Cette rentrée est l’occasion, pour les chasseurs de têtes, de faire le point sur les tendances du marché en termes de recrutement en cabinet d’avocats.

Jeu de chaises musicales, le marché du recrutement des associés en cabinet d’avocats n’est jamais impacté par la conjoncture, juge Ian De Bondt, directeur associé de Fed Légal. Quand le marché est mauvais, les associés vont souhaiter exercer dans un autre cabinet en raison de leur insatisfaction globale et, lorsqu’il est bon, ils sont extrêmement sollicités et pensent que l’herbe est plus verte ailleurs ». Pour les cabinets de chasse de têtes, 2022 est une belle année pour le recrutement juridique en cabinet d’avocats d’affaires et le second semestre devrait être aussi intense que le premier. Une tendance qui a vu le jour en début d’année, se confirme : même si certains cabinets d’affaires annoncent une baisse de profitabilité relative par rapport à l’année 2021 qui était exceptionnelle, la plupart ne cachent pas leur volonté de croissance et de complémentarité de pratiques. « Le marché a favorisé le recrutement d’avocats ayant moins de portabilité de chiffre d’affaires que leurs ainés. Les cabinets étaient par exemple plus enclins à donner leur chance à des counsels, ou des jeunes associés, pour créer une pratique dans leur structure, considère Ian De Bondt. Les cabinets souhaitent désormais grossir, en créant de nouveaux départements et en complémentarisant ces nouvelles pratiques avec les existantes ». À l’image de Stephenson Harwood qui a recruté sept associés en 18 mois, faisant tous partie de la génération émergente d’avocats, pour répondre à la stratégie de la firme visant de faire de Paris un hub européen multi-services. Mélanie Tremblay, partner et directrice de SSQ France, prédit, elle aussi, dans les prochains mois, de nombreux recrutements par les cabinets de jeunes associés : « Le marché est beaucoup plus ouvert qu’il ne l’était depuis les dix dernières années et plus de jeunes profils sont recrutés. Les recrutements sont également plus rapides dans l’exécution. Avant la crise sanitaire, les structures anglo-saxonnes mettaient entre 4 et 12 mois pour compléter leurs processus en entier.
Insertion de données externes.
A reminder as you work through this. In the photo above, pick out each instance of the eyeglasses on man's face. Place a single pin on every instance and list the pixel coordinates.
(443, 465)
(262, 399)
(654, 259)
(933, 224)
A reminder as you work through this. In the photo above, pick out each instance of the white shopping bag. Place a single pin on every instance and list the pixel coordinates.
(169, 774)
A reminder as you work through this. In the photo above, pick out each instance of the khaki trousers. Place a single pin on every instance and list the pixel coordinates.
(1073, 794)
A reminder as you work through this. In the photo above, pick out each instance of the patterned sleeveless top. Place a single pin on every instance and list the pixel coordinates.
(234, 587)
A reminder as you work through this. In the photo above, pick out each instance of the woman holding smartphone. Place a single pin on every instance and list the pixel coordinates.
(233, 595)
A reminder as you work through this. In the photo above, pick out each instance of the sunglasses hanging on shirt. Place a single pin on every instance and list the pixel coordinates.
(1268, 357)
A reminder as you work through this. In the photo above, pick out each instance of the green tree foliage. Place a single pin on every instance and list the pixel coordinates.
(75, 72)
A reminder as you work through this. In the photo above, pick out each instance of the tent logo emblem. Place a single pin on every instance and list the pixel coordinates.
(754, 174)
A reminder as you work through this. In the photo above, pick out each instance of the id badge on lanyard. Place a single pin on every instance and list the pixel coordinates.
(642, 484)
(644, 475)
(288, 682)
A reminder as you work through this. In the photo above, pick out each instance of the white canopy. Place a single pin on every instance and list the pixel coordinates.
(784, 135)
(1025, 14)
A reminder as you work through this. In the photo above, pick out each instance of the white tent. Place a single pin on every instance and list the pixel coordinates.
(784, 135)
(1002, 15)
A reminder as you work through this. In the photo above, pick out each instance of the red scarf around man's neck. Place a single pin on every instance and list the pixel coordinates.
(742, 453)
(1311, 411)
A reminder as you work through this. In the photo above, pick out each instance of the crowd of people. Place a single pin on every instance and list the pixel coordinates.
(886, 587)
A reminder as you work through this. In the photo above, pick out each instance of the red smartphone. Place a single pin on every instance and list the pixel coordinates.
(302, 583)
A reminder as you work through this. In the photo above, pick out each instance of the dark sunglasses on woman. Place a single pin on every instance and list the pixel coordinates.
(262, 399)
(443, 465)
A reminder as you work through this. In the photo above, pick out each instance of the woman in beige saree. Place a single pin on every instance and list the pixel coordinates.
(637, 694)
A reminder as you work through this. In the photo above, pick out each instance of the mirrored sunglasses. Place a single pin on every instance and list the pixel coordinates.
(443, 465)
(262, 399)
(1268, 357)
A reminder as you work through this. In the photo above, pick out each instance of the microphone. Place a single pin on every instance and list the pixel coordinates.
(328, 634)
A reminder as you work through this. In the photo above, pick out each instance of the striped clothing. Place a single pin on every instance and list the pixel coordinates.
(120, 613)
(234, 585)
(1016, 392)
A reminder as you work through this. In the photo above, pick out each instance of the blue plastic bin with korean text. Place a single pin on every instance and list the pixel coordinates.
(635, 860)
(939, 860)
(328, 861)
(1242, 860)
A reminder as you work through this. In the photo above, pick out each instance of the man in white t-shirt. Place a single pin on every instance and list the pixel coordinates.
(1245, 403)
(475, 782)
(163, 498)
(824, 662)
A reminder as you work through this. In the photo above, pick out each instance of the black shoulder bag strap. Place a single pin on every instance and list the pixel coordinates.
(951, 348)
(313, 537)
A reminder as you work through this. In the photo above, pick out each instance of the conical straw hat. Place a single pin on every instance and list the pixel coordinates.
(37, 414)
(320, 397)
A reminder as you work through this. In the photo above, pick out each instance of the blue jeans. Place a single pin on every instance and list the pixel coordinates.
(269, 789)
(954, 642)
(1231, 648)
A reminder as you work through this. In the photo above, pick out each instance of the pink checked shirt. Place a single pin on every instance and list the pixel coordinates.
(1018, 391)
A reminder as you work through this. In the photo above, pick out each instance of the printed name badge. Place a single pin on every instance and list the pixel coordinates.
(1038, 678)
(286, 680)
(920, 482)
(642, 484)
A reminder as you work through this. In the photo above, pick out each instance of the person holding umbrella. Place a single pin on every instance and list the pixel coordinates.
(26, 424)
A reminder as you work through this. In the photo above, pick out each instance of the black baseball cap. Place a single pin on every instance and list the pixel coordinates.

Nous arrivons maintenant à boucler les recrutements en 2 ou 3 mois ».

Les Américains à l’affût

Alors que la firme Brown Rudnick vient d’annoncer fermer ses portes à Paris, d’autres cabinets américains, qui lorgnent sur la France depuis un petit moment, seraient prêts à se lancer. « Ces firmes américaines profitent d’une accalmie projetée en private equity aux États-Unis pour s’implanter, estimant qu’il s’agit du moment idéal, explique Mélanie Tremblay. Certaines vont s’installer de manière très prudente, tandis que d’autres ont l’intention de le faire de manière plus imposante, avec une grosse équipe, voire un cumul d’équipes ». Les premiers devraient poser leurs valises d’ici mars-avril 2023. Malheureusement, en raison de la tension sur les marchés, peu de candidats correspondent aux attentes de ces cabinets. « Lorsqu’elles débutent leurs recherches, ces firmes cherchent toutes plus ou moins le même profil, particulièrement au niveau du transactionnel et du white-collar crime, poursuit l’associée de SSQ. Tout est mis en oeuvre par les chasseurs de têtes pour dénicher le mouton à 5 pattes, même si le marché est plutôt saturé et tendu. Avec conviction et persuasion, on arrive à faire bouger les choses et à trouver des solutions sur mesure qui sont parfois surprenantes pour le marché ». Plusieurs cabinets espèrent faire un gros coup, à l’instar de Kirkland & Ellis qui s’est implanté à Paris fin 2018, en recrutant Vincent Ponsonnaille et Laurent Victor-Michel de Linklaters, mais qui depuis mise également sur les jeunes pour s’adjoindre des pratiques. Rappelons en effet que le cabinet a ouvert les portes de l’association à Kalish Mullen et Raphaël Bloch, chargés respectivement de créer les pratiques financement et structuration de fonds. Les deux associés ont moins de 10 ans de barre (cf. LJA 1521).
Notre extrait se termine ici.